Trouble in the Grotto (wisconsingeologicalsurvey.org).
by Steve Timmer
Jul 31, 2013, 1:00 PM

Trouble in the Grotto

Believers in the Miracle of the Immaculate Extraction gnash teeth, rend garments

Immaculate Extraction — the magic religious faith described here earlier, and to which DNR Commissioner Tom Landwehr is apparently an adherent — holds that it is possible to mine minerals without mining sulfides.

Evidence for the existence of the Immaculate Extraction has leaned on the slender reed of the Flambeau mine, on banks of the Flambeau River near Ladysmith, Wisconsin — The Grotto of the Miracle of the Immaculate Extraction. The mine was touted as “extraction without pollution.”

As reported here before, however, the “reclaimed” mine is a polluter, just as every other sulfide mine there ever was, having been adjudged in 2012 of having violated the Clear Water Act several times. (Here’s the Grotto before it was filled and sodded over.)

flambeau mine aerial

But now, there is even more trouble in the Grotto of the Miracle of the Immaculate Extraction. And more proof that this guy was the real prophet.

grass over a grave

This is the late Roscoe Churchill, who served eight terms on Wisconsin’s Rusk County Board, including while the Flambeau mine was proposed and permitted. He was an implacable foe of the mine.

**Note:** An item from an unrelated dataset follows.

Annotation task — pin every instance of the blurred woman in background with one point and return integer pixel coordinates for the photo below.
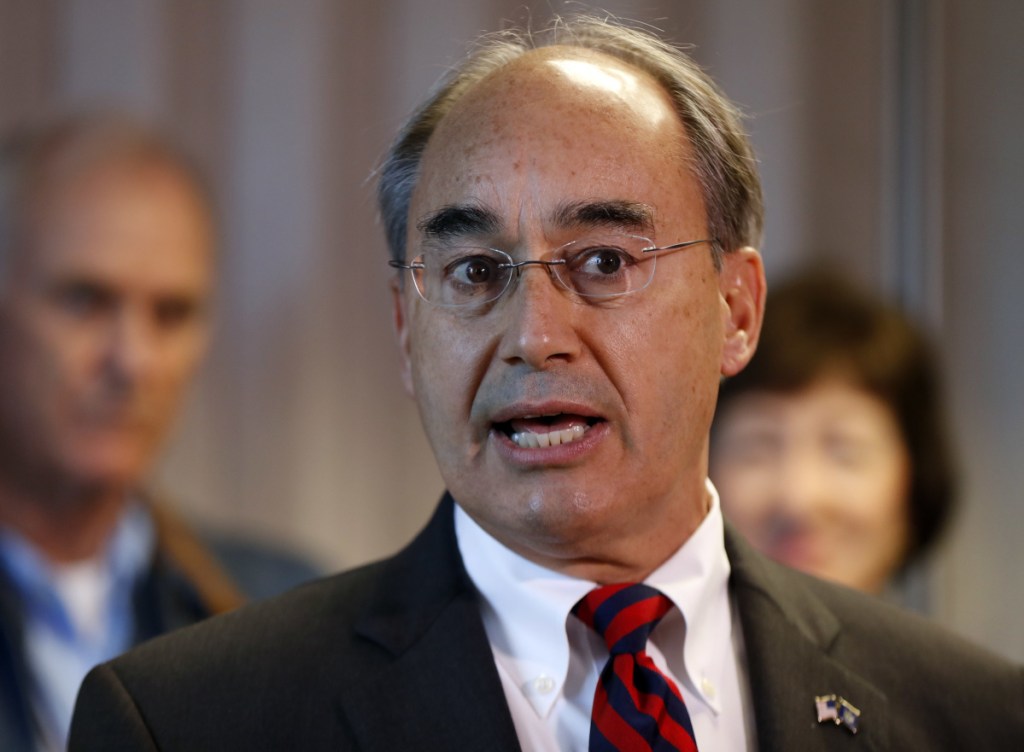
(829, 450)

You can lay sod over a hole you filled up, but that doesn’t mean it’s harmless. And the hole is just a part of the footprint of the mining operation, anyway. It is principally waste rock, and tailings and “infiltration” basins that are the continuing menace.

Sulphuric acid and heavy metals leach out of waste rock, even little waste rock piles, like the ones off Spruce Road near Ely, Minnesota that were the product of some exploratory drilling over thirty years ago.

Spruce Road runoff

Spruce Road runoff (via www.friends-bwca.org)

A common approach to try to address this problem is to catch the polluted runoff in an “infiltration basin” and treat it somehow. Here’s what the ones at the Grotto were supposed to look like. But surprise, surprise, surprise: they didn’t get built correctly and were probably inadequately designed to begin with.

Both in 2012 and 2013, these basins nearly overtopped the retaining berms, which would have sent highly polluted water into the surface water surrounding the mine. (These events were not even part of the Clear Water Act lawsuit referred to above.)

Don’t believe me? Here’s a photo from the Wisconsin DNR. You can see more photos at the link.

You can believe me when I say this water would kill the aquatic species, not only fish, but the invertebrates (aquatic insects, crustaceans, etc. on which they feed) for a long way downstream.

You can read the panicked emails between the engineering company and the Wisconsin DNR about the overtopping of the berm. [the link is broken]

The excellent website Flambeau Mine Exposed has covered the the Grotto extensively and it provides an excellent counter to Commissioner Landwehr’s assurances that “There can be dangers of sulfides from treatment of waste rock in mining, if done poorly. But that can be done well, also.”

Commissioner, it has never been done well.

Commissioner Landwehr is the hero in a Greek tragedy with the environmentalist chorus desperately trying to warn him. But he certainly sounds as though he’s made up his mind and headed for disaster for all of us.